Ads for the goods are to be found across Facebook, Instagram and Messenger and can all be seen in the Meta Ad Library — a repository for all of the adverts that appear across its platforms.
The ads, which were first reported by 404 Media, openly tout illegal wares and often point users towards the encrypted and largely unmoderated messaging service Telegram. They feature images of the goods and captions that openly describe what is being sold.
In fact, a simple search for “Telegram” on Meta’s Ad Library will produce all manner of adverts for illicit goods — including pingers, acid and mushrooms, cocaine and cloned credit cards. It is not clear how many of these ads are genuinely offering the goods or are looking to scam users. There are also plenty of other betting groups, forex traders and even Chinese women-only dating services offering services to Australian Meta users via Telegram links.
All of the adverts linked above are still up and available for Meta users to interact with at the time of publication.
“I think that most people would believe that they [Meta] do have if not a legal obligation then a moral obligation, especially when we’re talking about advertising live animals,” said Lisa Given, professor of information sciences at RMIT University.
“Even if they were puppies and kittens, at the end of the day, people discourage that behaviour because it can open animals up to abuse.”
It is also difficult to ascertain exactly how much money Meta has made from these types of ads. One can’t expect that it would have a significant impact on the company’s bottom line, given the low quality of the adverts and traditionally low digital CPMs.

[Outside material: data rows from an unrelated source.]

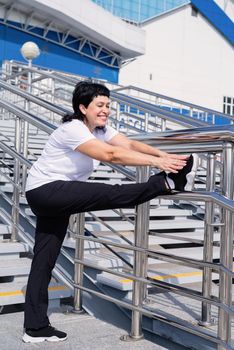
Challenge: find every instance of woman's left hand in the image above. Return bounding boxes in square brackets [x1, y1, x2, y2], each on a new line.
[158, 151, 189, 160]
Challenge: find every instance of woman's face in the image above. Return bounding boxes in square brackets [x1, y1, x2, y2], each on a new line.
[80, 95, 110, 131]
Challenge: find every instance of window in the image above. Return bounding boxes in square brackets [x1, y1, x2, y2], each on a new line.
[223, 96, 234, 115]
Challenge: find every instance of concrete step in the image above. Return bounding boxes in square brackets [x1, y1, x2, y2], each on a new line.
[119, 247, 220, 265]
[85, 218, 204, 232]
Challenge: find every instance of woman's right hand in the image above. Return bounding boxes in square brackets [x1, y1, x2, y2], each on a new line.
[154, 157, 186, 174]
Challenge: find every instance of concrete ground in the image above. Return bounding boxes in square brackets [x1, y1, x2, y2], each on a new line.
[0, 309, 185, 350]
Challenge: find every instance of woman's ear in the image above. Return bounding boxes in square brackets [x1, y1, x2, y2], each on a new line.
[79, 104, 86, 115]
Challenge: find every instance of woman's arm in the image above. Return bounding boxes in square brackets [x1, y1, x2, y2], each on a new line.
[76, 139, 186, 173]
[108, 134, 188, 160]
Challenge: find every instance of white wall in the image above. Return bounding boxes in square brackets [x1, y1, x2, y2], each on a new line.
[214, 0, 234, 21]
[120, 5, 234, 111]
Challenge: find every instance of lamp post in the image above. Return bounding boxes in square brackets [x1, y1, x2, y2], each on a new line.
[20, 41, 40, 189]
[20, 41, 40, 92]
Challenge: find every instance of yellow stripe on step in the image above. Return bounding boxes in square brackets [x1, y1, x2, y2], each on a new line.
[120, 271, 202, 283]
[0, 286, 68, 297]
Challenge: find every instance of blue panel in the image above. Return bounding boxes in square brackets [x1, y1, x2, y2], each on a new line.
[0, 24, 119, 83]
[191, 0, 234, 45]
[92, 0, 188, 22]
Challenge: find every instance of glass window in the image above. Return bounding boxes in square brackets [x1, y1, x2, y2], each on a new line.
[223, 96, 234, 115]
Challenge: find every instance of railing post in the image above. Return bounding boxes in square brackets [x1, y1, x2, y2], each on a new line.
[218, 142, 234, 350]
[116, 101, 120, 131]
[218, 209, 234, 350]
[121, 167, 149, 341]
[199, 154, 216, 326]
[145, 112, 149, 132]
[11, 117, 21, 242]
[72, 213, 85, 313]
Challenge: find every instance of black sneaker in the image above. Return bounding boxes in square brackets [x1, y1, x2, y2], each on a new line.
[22, 326, 67, 343]
[167, 154, 199, 192]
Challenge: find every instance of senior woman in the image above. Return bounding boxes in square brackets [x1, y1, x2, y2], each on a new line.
[23, 81, 197, 343]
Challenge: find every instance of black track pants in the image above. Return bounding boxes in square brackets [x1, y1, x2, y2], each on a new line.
[24, 174, 169, 329]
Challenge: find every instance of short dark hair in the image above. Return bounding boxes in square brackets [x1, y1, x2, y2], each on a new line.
[62, 81, 110, 123]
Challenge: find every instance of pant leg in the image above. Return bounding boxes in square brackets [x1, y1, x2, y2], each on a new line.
[25, 175, 169, 328]
[27, 175, 169, 219]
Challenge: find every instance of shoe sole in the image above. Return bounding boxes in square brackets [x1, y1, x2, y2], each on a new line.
[22, 333, 67, 343]
[184, 154, 199, 191]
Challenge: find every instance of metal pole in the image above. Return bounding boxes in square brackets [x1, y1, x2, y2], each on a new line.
[72, 213, 85, 313]
[22, 60, 32, 190]
[121, 167, 149, 341]
[218, 210, 234, 350]
[11, 117, 21, 242]
[199, 154, 215, 326]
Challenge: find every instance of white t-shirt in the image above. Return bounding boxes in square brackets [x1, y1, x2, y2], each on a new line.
[26, 119, 118, 191]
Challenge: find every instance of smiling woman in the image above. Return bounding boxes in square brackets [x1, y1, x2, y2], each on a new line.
[23, 82, 197, 343]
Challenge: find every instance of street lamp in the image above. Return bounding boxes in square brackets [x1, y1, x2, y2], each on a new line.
[20, 41, 40, 93]
[20, 41, 40, 66]
[20, 41, 40, 190]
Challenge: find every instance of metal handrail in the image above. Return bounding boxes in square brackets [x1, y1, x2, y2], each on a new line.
[0, 101, 234, 350]
[112, 85, 234, 120]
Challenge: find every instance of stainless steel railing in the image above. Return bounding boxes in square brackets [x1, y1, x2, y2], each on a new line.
[0, 97, 234, 350]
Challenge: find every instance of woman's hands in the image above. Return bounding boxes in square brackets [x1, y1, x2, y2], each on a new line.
[155, 151, 189, 173]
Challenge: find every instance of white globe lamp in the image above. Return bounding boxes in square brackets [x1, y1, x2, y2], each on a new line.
[20, 41, 40, 62]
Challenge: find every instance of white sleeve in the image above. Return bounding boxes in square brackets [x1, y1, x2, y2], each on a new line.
[64, 122, 95, 150]
[104, 125, 119, 141]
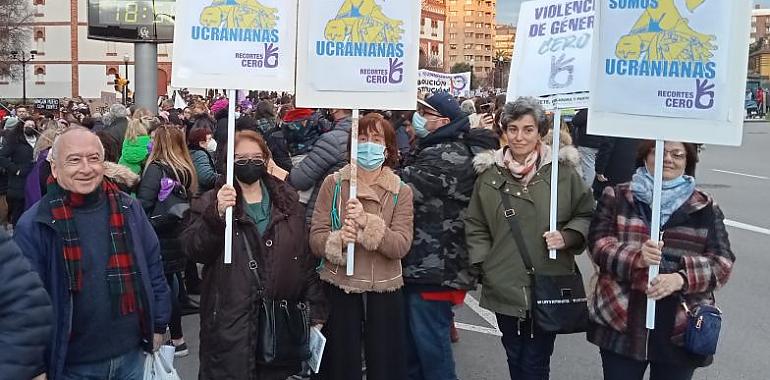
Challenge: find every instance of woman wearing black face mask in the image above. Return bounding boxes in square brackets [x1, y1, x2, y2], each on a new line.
[0, 121, 37, 225]
[181, 130, 327, 380]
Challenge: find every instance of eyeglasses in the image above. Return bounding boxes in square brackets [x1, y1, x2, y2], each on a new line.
[235, 156, 265, 166]
[650, 148, 687, 161]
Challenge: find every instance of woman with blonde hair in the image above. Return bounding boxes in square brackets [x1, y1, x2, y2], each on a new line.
[136, 125, 198, 356]
[118, 116, 152, 174]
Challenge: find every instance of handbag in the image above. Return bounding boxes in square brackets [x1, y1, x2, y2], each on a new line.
[149, 164, 190, 232]
[243, 235, 310, 366]
[142, 351, 181, 380]
[500, 189, 588, 334]
[682, 302, 722, 356]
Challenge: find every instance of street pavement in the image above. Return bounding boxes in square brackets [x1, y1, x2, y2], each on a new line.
[175, 123, 770, 380]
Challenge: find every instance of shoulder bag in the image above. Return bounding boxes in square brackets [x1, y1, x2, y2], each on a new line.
[682, 301, 722, 356]
[149, 163, 190, 232]
[242, 235, 310, 366]
[500, 189, 588, 334]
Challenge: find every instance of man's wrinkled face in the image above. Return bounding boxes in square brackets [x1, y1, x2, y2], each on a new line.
[51, 131, 104, 195]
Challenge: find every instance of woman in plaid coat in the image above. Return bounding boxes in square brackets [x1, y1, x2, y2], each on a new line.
[588, 141, 735, 380]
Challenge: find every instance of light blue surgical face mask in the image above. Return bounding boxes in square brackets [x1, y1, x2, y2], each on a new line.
[412, 112, 430, 138]
[357, 142, 385, 172]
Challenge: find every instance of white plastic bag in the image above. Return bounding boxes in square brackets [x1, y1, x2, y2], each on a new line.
[144, 347, 181, 380]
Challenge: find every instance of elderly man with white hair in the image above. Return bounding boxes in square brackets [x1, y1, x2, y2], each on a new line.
[14, 127, 171, 380]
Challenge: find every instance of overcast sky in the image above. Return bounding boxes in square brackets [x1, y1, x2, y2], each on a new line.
[497, 0, 770, 25]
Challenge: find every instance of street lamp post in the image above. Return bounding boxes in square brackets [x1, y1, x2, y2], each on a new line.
[11, 50, 37, 105]
[123, 54, 131, 106]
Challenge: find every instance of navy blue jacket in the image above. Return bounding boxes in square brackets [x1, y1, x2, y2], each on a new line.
[14, 193, 171, 380]
[0, 231, 53, 379]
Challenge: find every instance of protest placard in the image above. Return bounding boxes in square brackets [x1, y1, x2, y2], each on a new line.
[588, 0, 751, 329]
[99, 91, 118, 106]
[588, 0, 750, 145]
[35, 98, 59, 111]
[171, 0, 297, 91]
[417, 70, 471, 98]
[296, 0, 420, 276]
[507, 0, 594, 259]
[296, 0, 420, 109]
[507, 0, 595, 109]
[171, 0, 297, 264]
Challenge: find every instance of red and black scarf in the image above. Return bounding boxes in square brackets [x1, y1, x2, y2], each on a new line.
[48, 177, 144, 320]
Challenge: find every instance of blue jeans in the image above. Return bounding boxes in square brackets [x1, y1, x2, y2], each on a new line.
[404, 289, 457, 380]
[601, 350, 695, 380]
[63, 348, 145, 380]
[496, 314, 556, 380]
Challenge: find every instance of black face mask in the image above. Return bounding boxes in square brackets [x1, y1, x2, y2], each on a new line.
[235, 160, 267, 185]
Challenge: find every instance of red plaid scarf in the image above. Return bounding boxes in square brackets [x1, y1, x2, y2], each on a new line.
[48, 177, 143, 315]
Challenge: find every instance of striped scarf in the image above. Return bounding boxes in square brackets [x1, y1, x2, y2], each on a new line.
[48, 176, 143, 319]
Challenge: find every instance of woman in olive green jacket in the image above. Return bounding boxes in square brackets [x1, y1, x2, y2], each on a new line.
[465, 98, 594, 379]
[118, 119, 150, 174]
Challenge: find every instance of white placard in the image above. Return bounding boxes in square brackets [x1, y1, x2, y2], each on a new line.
[171, 0, 297, 91]
[296, 0, 420, 110]
[507, 0, 595, 109]
[307, 327, 326, 373]
[588, 0, 752, 145]
[417, 70, 471, 98]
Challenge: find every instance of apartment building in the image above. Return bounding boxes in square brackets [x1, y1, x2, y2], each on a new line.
[445, 0, 496, 81]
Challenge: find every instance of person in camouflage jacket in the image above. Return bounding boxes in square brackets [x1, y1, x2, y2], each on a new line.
[399, 93, 499, 380]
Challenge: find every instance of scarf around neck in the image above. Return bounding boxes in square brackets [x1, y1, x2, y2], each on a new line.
[48, 176, 143, 315]
[497, 143, 551, 186]
[631, 167, 695, 226]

However, one would expect Meta, which has been talking up its AI and machine learning expertise for a while, to have the tools in place to prevent these ads from appearing in the first place.
“In the short period of time that these ads might be up, they’re generating revenue for the company. Is it something where they’re just deciding to turn a blind eye rather than foregoing profit? That would be a very cynical outlook,” added Given.
“But there’s certainly no doubt that the technology is there [to stop the problem] even simple approaches to looking at the ad content. If I go onto Gumtree and I post that I’m trying to give away puppies, they have automatic search functions that are going to catch the ad and pull it aside for indexing purposes.”
When contacted for comment, Meta pointed to a statement previously given to Crikey.
“We strongly encourage people to report items that may breach our rules so we can review and take the appropriate action,” a spokesperson said.
Meta’s advertising policies also state that ads are not allowed to promote the sale or use of illegal drugs or any other substances, as determined by the company nor the sale or promotion of fake or counterfeit goods and scams.
“If they’re peddling things that are clearly illegal, that is the kind of that various levels of government would want to know about,” added Given.
“It calls into question whether our governments should be doing more in regulating social media companies if they’re not doing it themselves?”